To further add to the torture of these poor, misguided goat herders wrongly accused of plotting the downfall of the free world by the evil empire of the United States, they are made to stand in uncomfortable positions for "hours." (I had to do that at Parris Island back in '82. Wonder if I should sue?).
Unlike the Boy Clinton administration, which fired some missiles at empty tents, and wiped out an aspirin factory after long and lengthy frothing at the mouth, this particular administration takes a dim view of such shenanigans by thugs wearing dresses.
Rather than froth at the mouth, real men and women) are sent forth to take care of business. This drives various and sundry left-wing limp noodles (who loudly claim they support the troops, etc. etc. ad nauseum) simply bats, since these real men and women are what they can never be....out there in the real world, doing something useful and significant.

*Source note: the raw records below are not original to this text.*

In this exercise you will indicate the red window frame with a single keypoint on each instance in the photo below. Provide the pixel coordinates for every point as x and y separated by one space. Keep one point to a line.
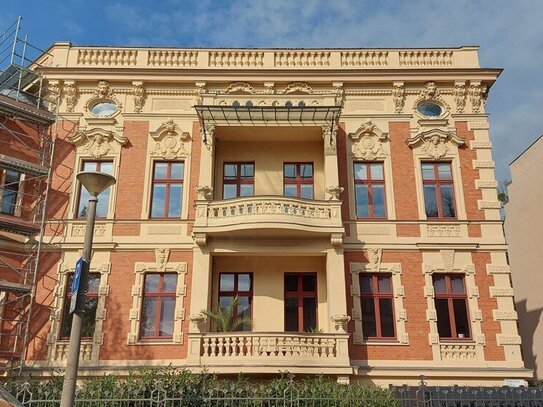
370 182
159 295
438 182
239 180
98 169
376 296
450 296
68 299
168 181
299 181
236 292
301 294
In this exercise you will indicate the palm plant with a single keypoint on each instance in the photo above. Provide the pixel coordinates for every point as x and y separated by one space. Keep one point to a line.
226 318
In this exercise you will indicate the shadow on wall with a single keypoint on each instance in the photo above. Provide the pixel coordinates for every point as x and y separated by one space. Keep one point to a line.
528 324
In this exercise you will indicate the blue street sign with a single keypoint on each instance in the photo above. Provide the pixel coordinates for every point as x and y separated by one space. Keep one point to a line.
75 283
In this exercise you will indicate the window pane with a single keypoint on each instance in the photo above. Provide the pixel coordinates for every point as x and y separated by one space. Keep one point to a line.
306 191
457 285
443 320
246 190
230 171
387 319
440 286
227 282
444 171
176 193
366 283
384 284
306 170
229 191
290 171
369 327
170 283
244 282
461 318
167 316
148 314
309 282
310 313
290 190
447 201
161 170
177 170
291 314
428 171
291 282
159 197
151 283
376 171
360 171
430 202
362 201
378 200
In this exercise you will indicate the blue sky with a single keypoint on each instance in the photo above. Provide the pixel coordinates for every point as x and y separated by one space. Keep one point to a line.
510 34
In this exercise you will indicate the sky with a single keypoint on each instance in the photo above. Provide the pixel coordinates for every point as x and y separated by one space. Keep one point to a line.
509 33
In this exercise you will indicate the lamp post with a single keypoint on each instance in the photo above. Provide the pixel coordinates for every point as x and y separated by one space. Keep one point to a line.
95 183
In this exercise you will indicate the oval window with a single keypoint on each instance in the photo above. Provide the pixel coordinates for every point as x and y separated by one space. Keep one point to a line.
104 109
430 109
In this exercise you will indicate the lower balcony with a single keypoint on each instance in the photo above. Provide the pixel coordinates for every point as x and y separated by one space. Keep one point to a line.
262 352
269 215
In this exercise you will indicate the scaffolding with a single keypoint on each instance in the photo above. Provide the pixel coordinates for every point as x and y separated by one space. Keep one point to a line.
28 109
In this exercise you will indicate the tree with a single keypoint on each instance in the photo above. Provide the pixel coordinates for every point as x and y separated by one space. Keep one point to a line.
226 318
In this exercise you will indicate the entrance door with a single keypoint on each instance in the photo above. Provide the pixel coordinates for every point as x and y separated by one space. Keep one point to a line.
300 302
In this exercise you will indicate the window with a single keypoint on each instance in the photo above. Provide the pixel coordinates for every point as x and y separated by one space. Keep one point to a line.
376 301
300 302
9 189
158 306
167 191
369 184
103 198
238 180
89 316
438 190
451 306
298 180
239 285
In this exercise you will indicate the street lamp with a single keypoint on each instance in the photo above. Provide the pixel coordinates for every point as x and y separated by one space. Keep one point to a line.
95 183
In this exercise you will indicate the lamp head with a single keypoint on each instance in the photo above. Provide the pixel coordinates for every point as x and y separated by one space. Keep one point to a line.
95 182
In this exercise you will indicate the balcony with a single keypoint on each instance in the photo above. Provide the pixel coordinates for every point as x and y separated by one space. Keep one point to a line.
268 216
262 352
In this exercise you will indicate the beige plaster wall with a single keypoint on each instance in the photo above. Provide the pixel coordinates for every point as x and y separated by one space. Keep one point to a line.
268 285
524 228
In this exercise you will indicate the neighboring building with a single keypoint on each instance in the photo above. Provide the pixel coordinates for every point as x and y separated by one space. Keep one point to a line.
346 196
523 229
25 153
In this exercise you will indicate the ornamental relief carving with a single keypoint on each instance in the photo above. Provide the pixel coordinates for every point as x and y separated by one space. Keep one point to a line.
435 143
97 142
170 141
367 142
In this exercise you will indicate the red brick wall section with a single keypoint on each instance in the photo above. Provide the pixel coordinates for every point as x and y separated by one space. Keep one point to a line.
131 175
403 174
119 301
486 303
469 175
415 305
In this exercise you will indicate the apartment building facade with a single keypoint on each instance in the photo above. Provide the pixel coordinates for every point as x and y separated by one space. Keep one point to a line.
346 197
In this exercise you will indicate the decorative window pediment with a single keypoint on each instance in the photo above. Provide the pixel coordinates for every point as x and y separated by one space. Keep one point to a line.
435 143
170 141
98 142
367 142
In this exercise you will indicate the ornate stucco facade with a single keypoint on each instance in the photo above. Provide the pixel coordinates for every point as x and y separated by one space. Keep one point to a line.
331 109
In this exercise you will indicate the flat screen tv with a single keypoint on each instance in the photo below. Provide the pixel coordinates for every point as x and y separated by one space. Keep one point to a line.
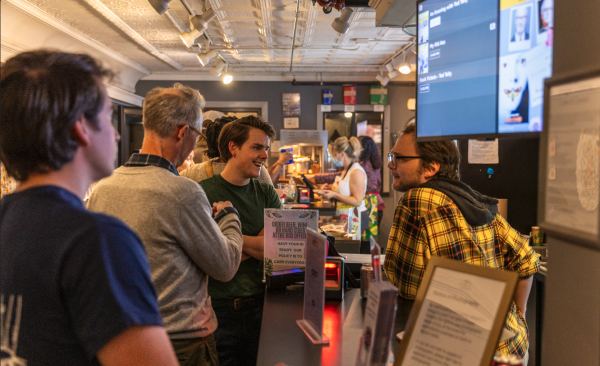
481 66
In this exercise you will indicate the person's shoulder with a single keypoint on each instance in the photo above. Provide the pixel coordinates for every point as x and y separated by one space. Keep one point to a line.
422 201
196 172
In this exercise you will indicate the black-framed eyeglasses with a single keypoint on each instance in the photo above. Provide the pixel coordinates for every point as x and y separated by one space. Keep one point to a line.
201 136
393 158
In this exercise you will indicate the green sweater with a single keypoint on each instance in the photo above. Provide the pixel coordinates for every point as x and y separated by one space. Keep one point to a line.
250 201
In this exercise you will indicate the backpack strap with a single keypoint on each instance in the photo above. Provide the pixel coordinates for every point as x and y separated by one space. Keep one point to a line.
209 170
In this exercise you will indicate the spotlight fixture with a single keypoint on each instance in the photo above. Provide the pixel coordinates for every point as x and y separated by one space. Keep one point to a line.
200 22
216 70
188 38
383 80
391 72
205 58
404 66
159 5
340 24
227 78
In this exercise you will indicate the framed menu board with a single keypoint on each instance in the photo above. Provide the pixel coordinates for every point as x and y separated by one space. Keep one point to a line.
458 315
570 160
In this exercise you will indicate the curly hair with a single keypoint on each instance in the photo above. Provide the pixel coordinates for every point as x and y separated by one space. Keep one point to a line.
444 153
238 132
212 135
43 94
370 152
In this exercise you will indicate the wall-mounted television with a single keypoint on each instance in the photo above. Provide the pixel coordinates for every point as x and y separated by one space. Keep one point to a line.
481 66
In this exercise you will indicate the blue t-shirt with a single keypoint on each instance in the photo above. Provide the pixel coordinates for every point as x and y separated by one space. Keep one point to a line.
73 279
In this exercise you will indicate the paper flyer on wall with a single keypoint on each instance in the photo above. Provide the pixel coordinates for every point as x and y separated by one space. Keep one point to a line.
285 238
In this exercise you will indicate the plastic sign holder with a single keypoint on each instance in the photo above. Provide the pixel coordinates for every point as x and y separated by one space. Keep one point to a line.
314 288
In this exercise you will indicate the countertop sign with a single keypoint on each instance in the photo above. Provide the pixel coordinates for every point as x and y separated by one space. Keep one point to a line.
285 238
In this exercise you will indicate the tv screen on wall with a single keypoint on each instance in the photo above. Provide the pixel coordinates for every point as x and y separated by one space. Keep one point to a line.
481 66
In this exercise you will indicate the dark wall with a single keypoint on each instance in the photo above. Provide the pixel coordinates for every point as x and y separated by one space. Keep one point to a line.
571 331
515 178
254 91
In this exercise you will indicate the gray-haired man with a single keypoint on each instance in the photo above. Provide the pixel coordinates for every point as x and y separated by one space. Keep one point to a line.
173 217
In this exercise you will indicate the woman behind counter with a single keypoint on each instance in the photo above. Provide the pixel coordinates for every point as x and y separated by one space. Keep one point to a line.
350 186
370 160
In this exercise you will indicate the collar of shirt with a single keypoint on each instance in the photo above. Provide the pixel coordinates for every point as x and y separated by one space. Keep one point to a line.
147 159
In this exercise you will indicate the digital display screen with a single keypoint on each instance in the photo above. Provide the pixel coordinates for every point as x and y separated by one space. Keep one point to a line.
481 66
526 33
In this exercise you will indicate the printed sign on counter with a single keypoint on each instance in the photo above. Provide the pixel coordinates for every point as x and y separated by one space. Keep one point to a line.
314 287
285 238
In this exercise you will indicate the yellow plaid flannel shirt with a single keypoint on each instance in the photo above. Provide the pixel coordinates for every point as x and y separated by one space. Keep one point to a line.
427 222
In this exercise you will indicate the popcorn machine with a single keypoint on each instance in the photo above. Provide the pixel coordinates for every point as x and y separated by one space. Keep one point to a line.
309 148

In light of all this, which makes left-wing liberal cube dwellers look even more pasty faced than usual, the only way for them to win is for the rest of us to lose.

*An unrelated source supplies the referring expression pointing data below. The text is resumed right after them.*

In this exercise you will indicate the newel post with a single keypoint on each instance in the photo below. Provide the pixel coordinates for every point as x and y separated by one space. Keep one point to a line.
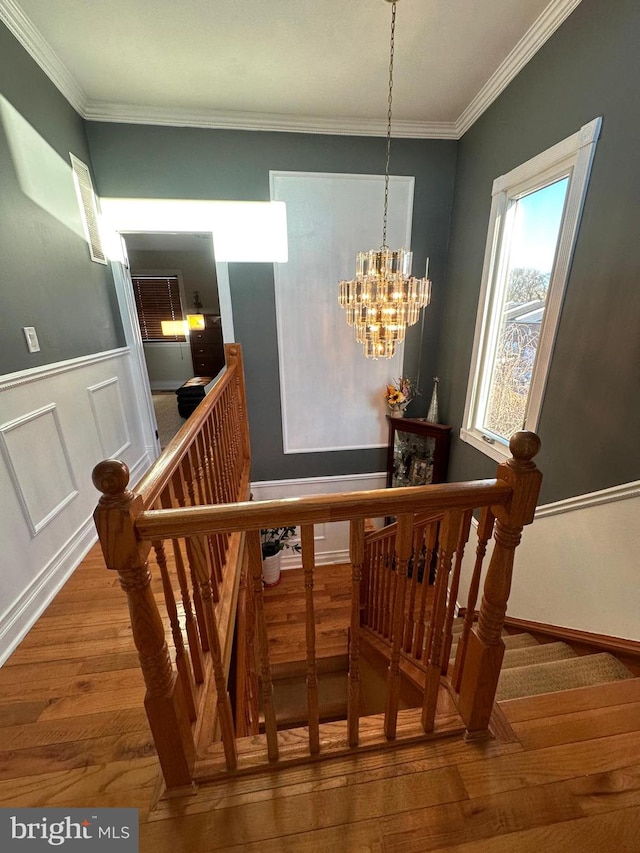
164 701
485 646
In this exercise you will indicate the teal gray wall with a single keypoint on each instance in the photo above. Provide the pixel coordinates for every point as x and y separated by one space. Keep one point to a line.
163 162
46 277
590 420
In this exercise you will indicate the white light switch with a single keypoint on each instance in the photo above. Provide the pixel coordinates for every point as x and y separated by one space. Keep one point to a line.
32 338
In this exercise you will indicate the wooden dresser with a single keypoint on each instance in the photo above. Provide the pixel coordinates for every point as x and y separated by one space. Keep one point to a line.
207 350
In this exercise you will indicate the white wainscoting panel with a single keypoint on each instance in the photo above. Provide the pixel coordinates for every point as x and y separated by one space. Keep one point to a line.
331 540
577 564
110 418
39 465
57 422
332 396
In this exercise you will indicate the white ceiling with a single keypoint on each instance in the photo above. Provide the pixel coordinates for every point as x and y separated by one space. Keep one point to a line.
314 65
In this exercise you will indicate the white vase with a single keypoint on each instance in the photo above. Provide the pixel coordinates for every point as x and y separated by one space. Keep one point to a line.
271 570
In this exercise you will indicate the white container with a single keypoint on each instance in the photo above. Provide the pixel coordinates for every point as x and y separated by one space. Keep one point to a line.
271 570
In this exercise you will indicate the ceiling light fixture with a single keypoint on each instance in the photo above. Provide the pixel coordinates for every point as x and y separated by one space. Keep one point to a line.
384 298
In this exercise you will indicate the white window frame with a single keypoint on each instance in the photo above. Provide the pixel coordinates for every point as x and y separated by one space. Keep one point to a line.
572 157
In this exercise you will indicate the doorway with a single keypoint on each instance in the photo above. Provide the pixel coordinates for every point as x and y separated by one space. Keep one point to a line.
175 274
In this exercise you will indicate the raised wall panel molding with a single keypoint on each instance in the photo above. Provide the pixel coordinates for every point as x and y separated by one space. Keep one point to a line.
42 53
110 417
18 618
589 543
331 395
36 374
43 481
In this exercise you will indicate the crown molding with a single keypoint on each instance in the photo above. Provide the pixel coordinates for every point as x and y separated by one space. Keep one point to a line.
278 123
43 54
30 38
541 30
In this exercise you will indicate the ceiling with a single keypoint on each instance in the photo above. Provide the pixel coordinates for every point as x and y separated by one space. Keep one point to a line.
299 65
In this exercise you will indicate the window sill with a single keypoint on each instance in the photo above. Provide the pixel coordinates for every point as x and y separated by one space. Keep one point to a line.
498 451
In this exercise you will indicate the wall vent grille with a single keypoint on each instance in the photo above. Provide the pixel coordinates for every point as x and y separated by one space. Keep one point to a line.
88 202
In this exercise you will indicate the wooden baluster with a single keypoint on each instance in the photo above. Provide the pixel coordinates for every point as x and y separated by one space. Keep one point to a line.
410 625
235 436
226 452
166 708
356 556
252 672
199 551
254 550
485 648
449 534
234 359
243 700
390 585
377 587
195 650
184 491
222 494
430 539
182 661
221 540
403 538
197 455
308 564
465 527
485 529
374 576
200 497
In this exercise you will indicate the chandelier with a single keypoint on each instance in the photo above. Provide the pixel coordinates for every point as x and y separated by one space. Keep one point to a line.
384 298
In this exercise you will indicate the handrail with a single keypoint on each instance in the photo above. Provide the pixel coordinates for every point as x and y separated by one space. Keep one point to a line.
252 515
158 477
383 532
192 513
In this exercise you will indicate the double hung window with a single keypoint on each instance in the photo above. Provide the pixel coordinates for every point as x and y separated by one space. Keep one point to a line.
157 299
535 215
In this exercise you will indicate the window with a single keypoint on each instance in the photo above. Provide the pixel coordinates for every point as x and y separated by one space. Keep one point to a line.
157 299
535 215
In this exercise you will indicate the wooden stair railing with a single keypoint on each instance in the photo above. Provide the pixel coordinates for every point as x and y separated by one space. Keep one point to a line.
207 461
203 549
425 613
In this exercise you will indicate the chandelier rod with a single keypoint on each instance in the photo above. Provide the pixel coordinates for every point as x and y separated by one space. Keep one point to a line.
390 103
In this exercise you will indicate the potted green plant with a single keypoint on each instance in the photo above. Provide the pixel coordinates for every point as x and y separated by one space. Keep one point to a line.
274 540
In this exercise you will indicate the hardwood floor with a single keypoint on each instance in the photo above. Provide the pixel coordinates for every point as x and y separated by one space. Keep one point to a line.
563 775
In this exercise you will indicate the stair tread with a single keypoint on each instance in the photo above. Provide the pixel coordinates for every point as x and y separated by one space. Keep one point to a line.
558 675
511 641
539 653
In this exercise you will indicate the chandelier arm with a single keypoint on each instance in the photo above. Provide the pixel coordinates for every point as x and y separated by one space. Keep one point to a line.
390 104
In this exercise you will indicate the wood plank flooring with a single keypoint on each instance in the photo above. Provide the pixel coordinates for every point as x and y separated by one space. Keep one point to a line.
564 775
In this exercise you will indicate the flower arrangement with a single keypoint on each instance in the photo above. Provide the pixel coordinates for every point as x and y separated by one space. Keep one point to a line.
275 539
399 394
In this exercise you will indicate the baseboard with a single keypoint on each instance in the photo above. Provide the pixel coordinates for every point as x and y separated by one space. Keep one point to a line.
322 558
166 386
618 646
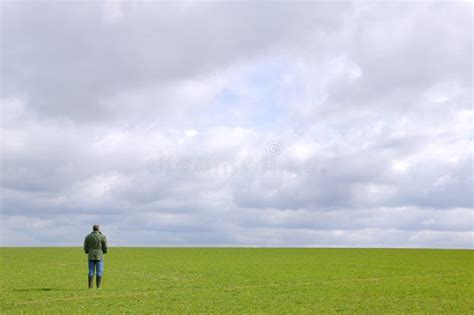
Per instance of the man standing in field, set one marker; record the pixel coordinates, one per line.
(95, 245)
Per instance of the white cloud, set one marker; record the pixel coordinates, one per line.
(367, 89)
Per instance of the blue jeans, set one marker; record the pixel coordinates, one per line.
(96, 265)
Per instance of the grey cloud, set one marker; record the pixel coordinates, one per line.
(368, 89)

You see, if the troops, and those who support them, are forced to pull out; if we are forced to let the dirt bags we've corralled go, then by golly, maybe the red meat eatin' red staters will be showed a thing or two! Yep, then we can all go back to eatin' quiche, and surfin' Al Gore's internet. And all those nasty horrible people who actually work for a living can finally be put in their place.
You see, folks, those of us who actually 'work' for a living are the same people who stuffed the good little liberals into lockers way back in high school. The good little liberals are the ones who got nailed right away in that now outlawed game called "Dodgeball." And, now, it's payback time. You might laugh at this ole country boy's theory, but just think about it a bit, it'll begin to make sense.
So, just remember when you hear the next member of the chattering class twiddling away on the idiot box, what the real motives are. It's not national interest, it's not that they give a whit about "the troops," it's all about a lack of character (oops...character doesn't count, according to the Clintons who ran that Most Ethical Administration), a lack of stomach for the work ahead, and a lack of spine.
In olden times, they used to call them folks "Yellow." Some of us still do.